2.5 relationship between occurrence time and the size change of HH
Most breast cancer patients require chemotherapy because of the invasiveness of breast malignant tumors. according to different occurrence time points of HH in confirmed breast cancer patients administered chemotherapy, the enrolled cases were divided into two groups, with occurrence before or during and after chemotherapy, respectively. Therefore, the patients with HH detected before the initial treatment of breast cancer and those with new HH during chemotherapy were assigned to the “during chemotherapy” group, and cases still with HH and those with new HH after chemotherapy constituted the “after chemotherapy” group. Both groups were compared in Figure 4.
The results showed that HH did not decrease in size significantly during chemotherapy, but also had no increasing trend, tending to be stable. Based on long diameter, the HH were significantly smaller after chemotherapy than during chemotherapy, and the difference between the two groups was significant (P<0.001; Figure 4A and C). In Figure 4B and D, the difference in the size change of HH based on long diameter × short diameter was significantly larger after chemotherapy than during chemotherapy.
2.6 Relationship between endocrine therapy and the size of HH
Endocrine drug treatment is used for subsequent maintenance therapy in HR+ breast cancer patients, with tamoxifen and AI as the first-line drugs . Patient data obtained by follow-up were grouped for statistical analysis. Patients treated with tamoxifen only were assigned to one group; those administered AI only were assigned to another group, and cases treated with combined or sequential use of other endocrine drugs (including tamoxifen + ovarian function inhibitors, tamoxifen sequential AI, fulvestrant, etc.) formed the third group. The experimental results are shown in Figure 5. Compared with the other two groups, patients treated with AI endocrine drugs at t10 showed a statistically significant difference (P<0.05; Figure 5A). The other endocrine drugs at t10 and t11 also showed statistically significant differences (P<0.05), but there were no differences between the whole group and the other two groups (figure 5C). There were no differences among groups based on long diameter × short diameter (Figure 5B and D).
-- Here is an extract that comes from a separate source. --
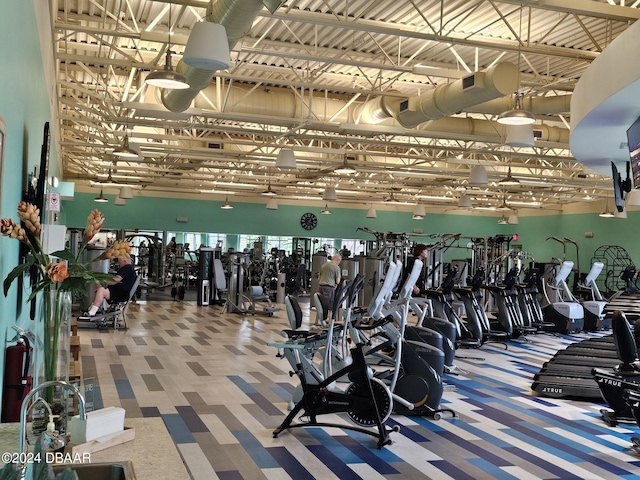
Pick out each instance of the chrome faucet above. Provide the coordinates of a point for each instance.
(21, 467)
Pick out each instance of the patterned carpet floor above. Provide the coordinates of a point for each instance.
(221, 392)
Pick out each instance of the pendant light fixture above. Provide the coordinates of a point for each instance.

2.7 changes in various groups between t14 and t1
HR positivity, axillary lymph node metastasis, hemangioma occurrence before or after chemotherapy, and the effects of different endocrine drugs on the size of HH at t14 and t1 (Table 3) showed no differences in the “other” group. There was a significant difference in hemangioma size determined as longest diameter between patients treated with AI endocrine drugs and the other two groups, while the tamoxifen group showed no difference compared to the other two groups.